The six (6) panel layout below show how we stepped through our discovery. In FaceBook, we leverage Netviss to make an initial collection of group-oriented relationships for the principle target (Greenpeace). The 585 nodes, interconnected by 1788 edges, was imported into Gephi as shown in panel 1. As we say… somewhere in that spaghetti is a potential bad guy, but where?
After identifying and importing the data, it is important to generate an initial structural view of the entities. Force Atlas 2 is an effective algorithms since studies have identify that organizational structure can be inferred from layout structure (panel 2). While this layout provides some transparency into the network, it still lacks any real clarity around behavioral importance.
To better understand what entities are more central than other, we leveraged the Between Centrality. This is a measure of a node’s centrality in a network, an underlying psychological characteristic. Betweenness centrality is a more useful measure (than just connectivity) in that bigger nodes are more central to behavioral dynamics. As seen in panel 2, serval nodes become central figures in the overall network.
Identifying community relationships is an important next step in helping understand sociological characteristics. Using Modularity as a measure to unfold community organizations (panel 4), we now begin to see a clearer picture of who is doing what with whom. What becomes really interesting at this stage is understanding some of the more nuance relationships.
Take for example the five outlying nodes in the network (blue, maroon, yellow, dark green, and light green). There appear to be central to an equally important red node in the center. Panel 5 clear shows this central relationship. Upon further examination (filtering out nodes with low value Betweenness Centrality metics), we see the emergence of a previously un-recognized activism player: Art of Resistance.
While Greenpeace was the original target of interest, use of basic social network analysis principles resulted in the discover of an emergent activism group playing a central role in the coordination and communication of events. Further analysis of this group revealed their propensity to promote kinetic activities (physical violence, bombing, etc.) over more traditional passive non-kinect events found in Greenpeace.
A resource allocation plan was then developed to monitor and harvest open source information around key players of each community (larger nodes).

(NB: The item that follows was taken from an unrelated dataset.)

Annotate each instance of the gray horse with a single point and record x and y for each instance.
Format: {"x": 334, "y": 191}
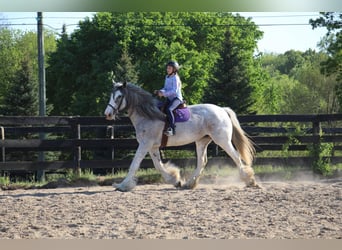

The plan resulted in a more focused intelligence analysis process where human analysts could explore in-depth the behavioral dynamics of critical entities, rather that tangentially digesting summary information from all.
Social network analysis (SNA) is an effective tool for the intelligence team, as well as the data science. Finding the proverbial needle in the haystack requires a systematically organic process that explains both the why and why not of behavioral dynamics. Use of these kinds of tools enable a broad set of capabilities, ranging from resource allocation to discovery.